In Canada there had been 127,673 confirmed cases with a daily increase of 315. There had been 9,113 deaths with a daily increase of five.

In the United Kingdom there were 334,471 confirmed cases with a daily increase of 1,715. There had been 41,499 deaths with a daily increase of one.

In India there had been 3,621,245 confirmed cases with a daily increase of 78,512. There had been 64,469 deaths with a daily increase of 971.

In the United States of America there had been 5,899,504 confirmed cases with a daily increase of 43,983. There had been 181,689 deaths with a daily increase of 1,000.

Victoria recorded 73 new COVID-19 cases and 41 deaths. A record number of deaths recorded in one day but to be clear 33 were historical cases that could now be confirmed as due to COVID-19 and linked to aged care settings.

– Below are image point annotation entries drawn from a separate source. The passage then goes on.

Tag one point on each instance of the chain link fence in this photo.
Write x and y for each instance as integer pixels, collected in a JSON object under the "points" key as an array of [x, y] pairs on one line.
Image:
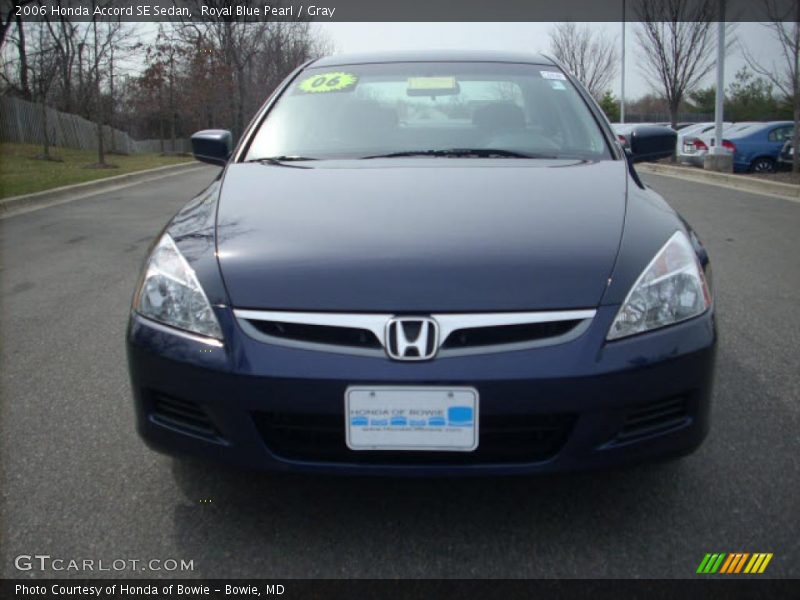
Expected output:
{"points": [[24, 122]]}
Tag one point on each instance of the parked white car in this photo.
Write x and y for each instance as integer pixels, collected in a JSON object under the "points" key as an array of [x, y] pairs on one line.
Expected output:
{"points": [[686, 149], [703, 142]]}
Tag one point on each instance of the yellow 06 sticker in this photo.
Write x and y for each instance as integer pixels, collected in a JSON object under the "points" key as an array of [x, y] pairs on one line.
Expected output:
{"points": [[335, 81]]}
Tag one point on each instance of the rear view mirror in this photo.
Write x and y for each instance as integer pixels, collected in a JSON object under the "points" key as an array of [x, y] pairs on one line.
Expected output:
{"points": [[433, 86], [650, 142], [212, 146]]}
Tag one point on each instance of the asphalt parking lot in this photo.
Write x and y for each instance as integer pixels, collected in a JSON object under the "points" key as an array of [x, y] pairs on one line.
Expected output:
{"points": [[77, 483]]}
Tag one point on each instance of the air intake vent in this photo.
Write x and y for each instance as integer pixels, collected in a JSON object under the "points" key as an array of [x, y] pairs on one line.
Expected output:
{"points": [[507, 334], [352, 337], [184, 415], [653, 419]]}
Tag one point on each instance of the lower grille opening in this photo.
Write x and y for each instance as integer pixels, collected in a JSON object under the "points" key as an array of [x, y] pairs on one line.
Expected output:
{"points": [[184, 415], [507, 334], [503, 439], [654, 419], [319, 334]]}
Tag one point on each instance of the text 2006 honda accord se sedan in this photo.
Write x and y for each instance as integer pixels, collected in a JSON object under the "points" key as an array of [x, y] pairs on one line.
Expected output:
{"points": [[425, 264]]}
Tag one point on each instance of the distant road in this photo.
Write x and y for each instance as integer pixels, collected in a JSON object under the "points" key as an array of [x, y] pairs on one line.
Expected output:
{"points": [[76, 481]]}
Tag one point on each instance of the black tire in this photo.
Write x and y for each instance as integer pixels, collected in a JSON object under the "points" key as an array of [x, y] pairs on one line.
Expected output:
{"points": [[763, 164]]}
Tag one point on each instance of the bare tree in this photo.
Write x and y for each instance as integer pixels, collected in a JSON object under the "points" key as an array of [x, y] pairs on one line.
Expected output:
{"points": [[589, 55], [784, 25], [675, 37], [8, 14], [45, 66]]}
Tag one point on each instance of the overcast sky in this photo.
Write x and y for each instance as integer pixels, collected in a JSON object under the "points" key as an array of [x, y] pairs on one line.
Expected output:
{"points": [[526, 37]]}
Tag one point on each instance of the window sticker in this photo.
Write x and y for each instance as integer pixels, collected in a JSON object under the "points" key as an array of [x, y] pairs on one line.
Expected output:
{"points": [[335, 81], [553, 75], [425, 84]]}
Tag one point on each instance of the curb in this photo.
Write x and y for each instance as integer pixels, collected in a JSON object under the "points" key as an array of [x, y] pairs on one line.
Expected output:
{"points": [[755, 185], [26, 202]]}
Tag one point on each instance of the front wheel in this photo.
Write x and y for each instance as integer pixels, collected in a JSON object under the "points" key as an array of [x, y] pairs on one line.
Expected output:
{"points": [[763, 165]]}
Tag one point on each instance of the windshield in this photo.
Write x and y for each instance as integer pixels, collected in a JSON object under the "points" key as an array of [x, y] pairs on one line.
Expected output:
{"points": [[434, 109]]}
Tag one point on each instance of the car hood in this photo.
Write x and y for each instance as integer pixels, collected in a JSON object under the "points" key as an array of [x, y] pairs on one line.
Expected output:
{"points": [[420, 235]]}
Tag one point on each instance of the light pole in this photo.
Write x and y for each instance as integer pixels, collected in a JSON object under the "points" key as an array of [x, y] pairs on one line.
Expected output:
{"points": [[720, 95], [622, 91], [718, 159]]}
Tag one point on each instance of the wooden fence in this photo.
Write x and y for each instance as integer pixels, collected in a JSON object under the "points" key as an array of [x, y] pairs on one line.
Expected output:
{"points": [[24, 122]]}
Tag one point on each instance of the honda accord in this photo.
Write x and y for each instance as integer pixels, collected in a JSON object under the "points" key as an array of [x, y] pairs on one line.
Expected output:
{"points": [[428, 264]]}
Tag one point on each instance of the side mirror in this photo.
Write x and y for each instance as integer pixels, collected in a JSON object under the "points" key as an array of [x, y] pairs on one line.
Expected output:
{"points": [[212, 146], [650, 142]]}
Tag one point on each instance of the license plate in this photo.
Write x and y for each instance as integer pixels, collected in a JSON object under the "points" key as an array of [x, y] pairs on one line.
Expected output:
{"points": [[411, 418]]}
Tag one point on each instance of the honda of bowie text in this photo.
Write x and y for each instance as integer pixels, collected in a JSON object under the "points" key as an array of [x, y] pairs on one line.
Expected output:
{"points": [[426, 264]]}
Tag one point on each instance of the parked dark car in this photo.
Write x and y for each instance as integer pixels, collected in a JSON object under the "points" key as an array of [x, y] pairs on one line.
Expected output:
{"points": [[757, 148], [426, 263], [786, 157]]}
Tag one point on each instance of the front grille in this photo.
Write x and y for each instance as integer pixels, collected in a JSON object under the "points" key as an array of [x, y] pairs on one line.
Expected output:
{"points": [[507, 334], [459, 333], [351, 337], [653, 419], [185, 416], [503, 439]]}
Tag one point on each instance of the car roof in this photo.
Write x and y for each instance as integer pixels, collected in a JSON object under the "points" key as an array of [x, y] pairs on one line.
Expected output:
{"points": [[432, 56]]}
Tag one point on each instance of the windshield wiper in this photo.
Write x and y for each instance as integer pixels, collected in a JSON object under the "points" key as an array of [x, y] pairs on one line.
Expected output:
{"points": [[281, 160], [462, 153]]}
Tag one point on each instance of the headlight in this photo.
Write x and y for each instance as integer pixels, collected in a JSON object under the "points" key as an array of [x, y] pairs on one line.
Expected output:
{"points": [[171, 294], [671, 289]]}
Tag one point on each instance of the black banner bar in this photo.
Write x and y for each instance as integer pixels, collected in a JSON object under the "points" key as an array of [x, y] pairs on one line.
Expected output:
{"points": [[332, 11], [368, 589]]}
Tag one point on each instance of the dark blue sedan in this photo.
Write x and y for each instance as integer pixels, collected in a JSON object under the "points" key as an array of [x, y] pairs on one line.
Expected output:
{"points": [[757, 148], [426, 264]]}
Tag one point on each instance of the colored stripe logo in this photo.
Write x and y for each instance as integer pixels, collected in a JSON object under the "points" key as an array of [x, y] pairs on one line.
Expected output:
{"points": [[734, 563]]}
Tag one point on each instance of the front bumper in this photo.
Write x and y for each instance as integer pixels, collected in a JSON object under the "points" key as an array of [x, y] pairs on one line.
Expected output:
{"points": [[581, 404]]}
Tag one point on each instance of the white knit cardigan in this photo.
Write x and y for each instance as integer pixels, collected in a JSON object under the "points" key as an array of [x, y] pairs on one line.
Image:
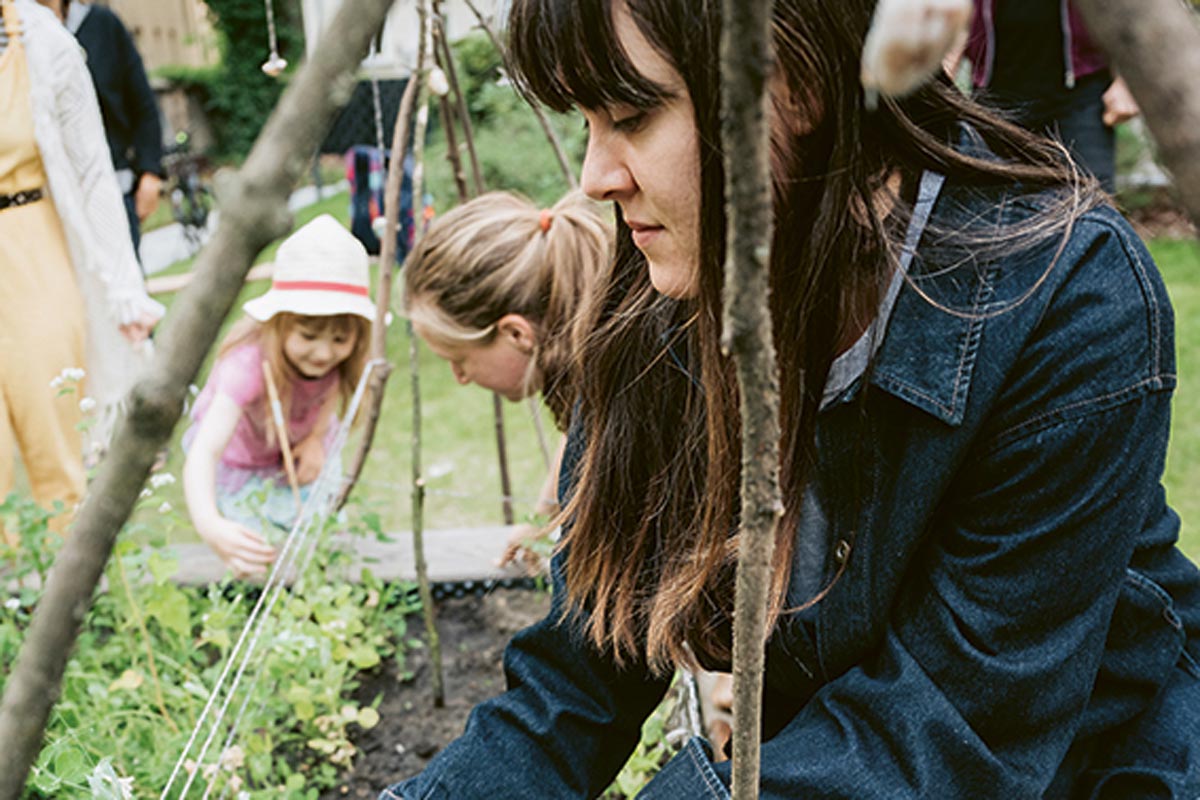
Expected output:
{"points": [[70, 137]]}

The previous daily high of deaths in Victoria was 25 on the 17th of August. 

Five hundred and sixty-five Victorians had died from COVID-19, about three quarters linked ot aged care settings.

Premier Daniel Andrews did announce that he provide a roadmap out of regional stage 3 lockdown and Melbourne’s stage 4 lockdowns which were scheduled to expire 13SEP2020.

There were 195 fines handed out in the state including to a woman who drove outside a 5km radius because as she advised there was no good coffee in her area. 

Seventy-three new daily cases were the lowest in a day since July. The number of active cases in the state dropped overnight from 2,830 to 2,620. 

Active rural cases dropped from 166 to 154. 

The number of health care workers with COVID–19 down from 406 to 378.

Victorian Chief Health Officer Professor Brett Sutton urged Victorians to stay the course. 

The pain that is happening every day now, we are all fed up with it, absolutely fed up with it. But holding the course, even as we get down to these very low numbers, is absolutely critical to get that control that we can be confident that we will maintain,” he said.

New South Wales reported 10 new cases, 6 from hotel quarantine.

In Queensland there were 24 cases linked to the Wacol outbreak. Public places near where my parents and older sister lived continued to be listed in health alerts.

There were two new cases overnight in the state.

Premier Annastacia Palaszczuk commented there would be no changes to the borders for the month of September. 

There will be no changes for the month of September. Our Chief Health Officer Dr Young has made it very clear she doesn’t want to see community transmission, and there is community transmission at the moment in the southern states,” Ms Palaszczuk said.

A Victorian man who had tested positive some time ago in his home state but had been missing flew into Queensland and was caught by Queensland police. 

As a result of the cluster at the Youth Detention Centre, all prisoners across South-East Queensland were in stage 4 lockdown, confined to their cells. 

“It’s fundamental that we try to stop the spread of COVID in our prisons, that’s why these tough measures have had to be taken,” Ms Palaszczuk said.

In the past 24 hours there had been 7,489 tests carried out and there were 28 active cases in the state.

Twenty-eight active cases in Queensland and 2,620 in Victoria. All Queenslanders felt very lucky.